Pour Cavani, il faut marquer des buts. Devant les buts adverses, sa stratégie dominante devrait donc être systématiquement de tirer, puisque donner un ballon décisif à Ibrahimovic ne lui rapporte rien. C'est ce que relève Le Parisien à la fin de son article. On peut néanmoins nuancer cette version. Sur une seule séquence, elle semble valable. Mais sur plusieurs (un genre de jeu répété), elle contient certaines limites. En ne donnant pas le ballon à Ibrahimovic quand il est le mieux placé pour marquer, Cavani peut réduire la probabilité qu'Ibrahimovic lui donne le ballon à la prochaine action. Pas parce que celui-ci serait vexé. Simplement parce qu'à force de tenter de marquer, y compris lorsque ce n'est pas justifié, Cavani réduira forcément son ratio buts/tirs (puisqu'il fera de mauvais choix). Ce qui pour Ibrahimovic doit logiquement l'amener à revoir à la baisse la probabilité moyenne que Cavani exploite décisivement l'une de ses passes et le conduirait à opter plus souvent pour un tir (qui mécaniquement serait plus susceptible d'aboutir à un but). Ce qui serait mauvais pour Cavani.
Un dernier point concerne le placement sur le terrain. Cavani joue à droite (du moins pour le moment), alors que le système d'incitations semble davantage construit pour le faire jouer au centre. Je ne vois pourtant pas de véritable argument pour mettre en doute la rationalité du système sur cette base. En jouant en pivot, Ibrahimovic peut à la fois marquer et donner le ballon pour Cavani, en fixant davantage l'attention des défenseurs.
Bien évidemment, on suppose la rationalité des protagonistes, libérés notamment d'une forme de biais d'excès de confiance, qui leur laisserait penser de façon erronée que la probabilité qu'ils puissent marquer est supérieure à ce qu'elle est réellement. Irrationalité qui les conduirait de facto à privilégier le tir systématiquement (parce que marquer pour Ibrahimovic reste plus gratifiant et que c'est le seul objectif de Cavani).
Donc, finalement, il ne semble pas si mal ce système.
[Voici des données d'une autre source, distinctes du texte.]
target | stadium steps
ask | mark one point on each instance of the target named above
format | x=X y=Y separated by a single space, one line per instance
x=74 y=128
C'est l'occasion de vous rappeler que déterminer des incitations efficaces n'est pas simple, comme le montre Maya Beauvallet dans un livre très distrayant. Bon, eh bien, je crois qu'il ne reste plus à l'OM qu'à faire pareil avec Gignac et A.Ayew. Nan, j'déconne...
Remarque : désolé, toujours pas de commentaires, pour des raisons de protection anti spam toujours inopérante.